Verhandlungen nach 2. Verhandlungsrunde ohne Ergebnis unterbrochen

Wien (GPA-djp/ÖGB) - Die Kollektivvertragsverhandlungen für die Beschäftigten von Ausländischen Airlines wurden am 2. Februar nach der zweiten Verhandlungsrunde ohne Ergebnis unterbrochen. ++++

Die Arbeitgeber waren nicht bereit, ein für die Beschäftigten akzeptables Angebot über der durchschnittlichen Inflationsrate des Vorjahres vorzulegen.

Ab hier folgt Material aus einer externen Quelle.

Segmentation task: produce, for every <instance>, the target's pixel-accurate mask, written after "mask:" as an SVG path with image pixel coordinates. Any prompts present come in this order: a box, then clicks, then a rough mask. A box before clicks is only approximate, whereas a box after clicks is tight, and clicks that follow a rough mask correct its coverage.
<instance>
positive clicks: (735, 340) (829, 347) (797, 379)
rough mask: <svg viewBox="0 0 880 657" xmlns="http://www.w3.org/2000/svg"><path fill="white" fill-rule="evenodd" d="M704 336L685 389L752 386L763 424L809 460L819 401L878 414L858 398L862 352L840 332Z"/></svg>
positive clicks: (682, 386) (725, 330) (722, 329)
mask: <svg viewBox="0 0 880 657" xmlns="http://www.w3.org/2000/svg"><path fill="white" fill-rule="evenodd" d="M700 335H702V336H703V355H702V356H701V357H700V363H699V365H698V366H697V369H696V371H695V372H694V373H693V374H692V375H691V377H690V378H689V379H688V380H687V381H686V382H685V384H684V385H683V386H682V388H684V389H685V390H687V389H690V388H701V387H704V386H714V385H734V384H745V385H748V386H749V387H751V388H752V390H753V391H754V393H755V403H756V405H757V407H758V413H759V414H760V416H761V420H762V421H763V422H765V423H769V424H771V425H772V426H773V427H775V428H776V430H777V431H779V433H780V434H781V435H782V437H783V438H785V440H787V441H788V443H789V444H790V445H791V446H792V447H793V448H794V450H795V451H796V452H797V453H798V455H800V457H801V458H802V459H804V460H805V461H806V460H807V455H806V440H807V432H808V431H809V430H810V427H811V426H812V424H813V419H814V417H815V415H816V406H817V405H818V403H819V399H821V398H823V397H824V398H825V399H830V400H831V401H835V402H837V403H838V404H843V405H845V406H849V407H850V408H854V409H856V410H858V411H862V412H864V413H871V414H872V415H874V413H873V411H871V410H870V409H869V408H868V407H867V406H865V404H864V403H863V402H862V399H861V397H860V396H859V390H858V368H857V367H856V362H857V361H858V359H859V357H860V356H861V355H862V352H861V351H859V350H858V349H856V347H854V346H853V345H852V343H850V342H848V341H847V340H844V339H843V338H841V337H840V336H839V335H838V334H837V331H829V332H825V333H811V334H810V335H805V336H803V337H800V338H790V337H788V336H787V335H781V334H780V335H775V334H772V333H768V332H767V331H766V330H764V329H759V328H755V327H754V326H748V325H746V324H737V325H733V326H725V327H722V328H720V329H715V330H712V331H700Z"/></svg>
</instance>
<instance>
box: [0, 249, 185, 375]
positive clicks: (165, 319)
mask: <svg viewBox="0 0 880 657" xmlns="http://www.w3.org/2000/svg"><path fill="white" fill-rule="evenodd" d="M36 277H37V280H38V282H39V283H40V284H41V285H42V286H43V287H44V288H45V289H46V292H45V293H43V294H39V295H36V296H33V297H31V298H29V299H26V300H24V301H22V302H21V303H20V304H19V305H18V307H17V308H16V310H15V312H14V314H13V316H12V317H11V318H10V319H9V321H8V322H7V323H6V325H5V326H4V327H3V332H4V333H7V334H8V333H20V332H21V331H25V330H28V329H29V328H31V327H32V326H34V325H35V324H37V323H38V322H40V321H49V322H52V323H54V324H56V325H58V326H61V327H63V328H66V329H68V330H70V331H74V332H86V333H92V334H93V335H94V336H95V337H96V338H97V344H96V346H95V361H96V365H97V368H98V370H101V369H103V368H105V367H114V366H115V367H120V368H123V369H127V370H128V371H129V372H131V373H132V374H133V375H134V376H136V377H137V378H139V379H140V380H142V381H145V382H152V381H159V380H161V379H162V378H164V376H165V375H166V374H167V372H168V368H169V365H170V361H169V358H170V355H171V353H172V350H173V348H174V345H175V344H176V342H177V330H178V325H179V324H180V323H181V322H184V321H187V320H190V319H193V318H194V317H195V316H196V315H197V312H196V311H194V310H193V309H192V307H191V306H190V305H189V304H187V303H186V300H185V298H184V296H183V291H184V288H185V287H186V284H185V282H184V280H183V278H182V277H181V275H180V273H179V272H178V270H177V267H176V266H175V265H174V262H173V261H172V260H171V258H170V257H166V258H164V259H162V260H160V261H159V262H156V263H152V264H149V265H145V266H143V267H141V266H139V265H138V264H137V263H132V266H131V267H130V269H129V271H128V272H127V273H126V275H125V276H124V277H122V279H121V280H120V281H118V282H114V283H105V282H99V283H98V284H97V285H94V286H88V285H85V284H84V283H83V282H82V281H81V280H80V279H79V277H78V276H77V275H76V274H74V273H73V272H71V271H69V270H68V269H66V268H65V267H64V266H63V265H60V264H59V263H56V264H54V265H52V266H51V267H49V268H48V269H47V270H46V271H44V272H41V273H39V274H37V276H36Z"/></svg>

"Die Luftlinien haben in den vergangenen Jahren hervorragende Ergebnisse erzielt. Nachdem die ArbeitnehmerInnen durch Reform des Kollektivvertrages und Restrukturierungen in den Unternehmungen sehr viel zur Zukunftssicherung der Airlines beigetragen haben, ist die starre Haltung der Arbeitgeber unverständlich. Die Beschäftigten haben sich einen angemessenen Anteil am wirtschaftlichen Erfolg der vergangenen Jahre verdient. Gerade jetzt sind motivierte und fair behandelte MitarbeiterInnen ein wichtiger Faktor für die zukünftige erfolgreiche Entwicklung der Unternehmen", so der Verhandler der GPA-djp, Michael Pieber.

Öffentliche Aktionen zur Durchsetzung einer angemessenen Gehaltserhöhung sind in Vorbereitung.